Zaprzysiężenie nowego-starego prezydenta na Kremlu połączyło imperialną tradycję koronacyjną z amerykańskim demokratycznym widowiskiem. Ślubowaniu towarzyszył salut artyleryjski, bicie dzwonu Iwana Groźnego oraz pieśń „Sławsia”, której wykonanie tradycyjnie związane jest z carskimi koronacjami i najbardziej podniosłymi wydarzeniami w życiu przedrewolucyjnej Rosji. Po zakończeniu oficjalnej uroczystości, w Soborze Błagowieszczeńskim Kremla patriarcha Cyryl odprawił uroczyste nabożeństwo w intencji prezydenta i narodu.
Mimo burzliwego politycznego przebudzenia klasy średniej Władimir Putin nadal cieszy się olbrzymim poparciem. Co dowodzi postępującego rozłamu wśród Rosjan i stawia starzejącego się i osłabionego politycznie Putina przed niemożliwym do spełnienia zadaniem zaspokojenia sprzecznych żądań. Liberalnych i demokratycznych reform, a z drugiej strony stałego podnoszenia poziomu życia na koszt państwa.

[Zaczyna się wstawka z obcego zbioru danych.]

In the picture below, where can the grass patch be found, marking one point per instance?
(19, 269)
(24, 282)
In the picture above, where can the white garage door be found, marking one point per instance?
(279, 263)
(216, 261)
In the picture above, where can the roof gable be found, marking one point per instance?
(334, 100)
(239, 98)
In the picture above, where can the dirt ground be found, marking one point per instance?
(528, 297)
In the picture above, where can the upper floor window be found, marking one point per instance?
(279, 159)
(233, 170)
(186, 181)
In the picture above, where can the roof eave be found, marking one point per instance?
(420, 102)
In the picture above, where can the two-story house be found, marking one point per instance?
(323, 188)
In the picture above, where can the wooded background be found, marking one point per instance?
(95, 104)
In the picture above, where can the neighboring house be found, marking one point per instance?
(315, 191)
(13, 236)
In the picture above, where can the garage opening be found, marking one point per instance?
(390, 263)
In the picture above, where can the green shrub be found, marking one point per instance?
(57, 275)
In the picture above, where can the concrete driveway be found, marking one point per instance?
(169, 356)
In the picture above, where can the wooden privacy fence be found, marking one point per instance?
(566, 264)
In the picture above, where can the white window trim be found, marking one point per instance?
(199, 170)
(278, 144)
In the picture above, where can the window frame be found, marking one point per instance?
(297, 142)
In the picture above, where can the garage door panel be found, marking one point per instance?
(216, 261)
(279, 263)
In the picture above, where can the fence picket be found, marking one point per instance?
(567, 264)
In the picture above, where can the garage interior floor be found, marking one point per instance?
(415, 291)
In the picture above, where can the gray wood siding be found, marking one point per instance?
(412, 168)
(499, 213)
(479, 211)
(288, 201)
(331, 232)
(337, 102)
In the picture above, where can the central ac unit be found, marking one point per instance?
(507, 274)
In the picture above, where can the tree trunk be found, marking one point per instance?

Opinie na temat stabilności Rosji i władzy Putina są mocno podzielone. Znany politolog Dmitrij Trenin uważa, że prezydent wykaże się elastycznością polityczną i podejmie dialog ze społeczeństwem obywatelskim. Opozycja twierdzi, że dotychczasowa liberalizacja systemu partyjnego i przywrócenie wybieralności gubernatorów to tylko imitacja reform, naprawdę wzmacniająca Kreml. Uważają, że ostry kryzys ekonomiczny oraz polityczny jest nieuchronny i pozbawi Putina władzy już za 2–3 lata. Lub – jak głoszą pesymiści – prezydent dokończy dzieła autorytaryzacji Rosji i zacznie rządzić za pomocą siły. Ostatni wariant jest jednak uważany za mało prawdopodobny, tak więc elity rządzące Rosją poszukają raczej nowego i nieskompromitowanego następcy. Mają na to czas być może do 2024 r., po dwóch 6-letnich kadencjach Putina.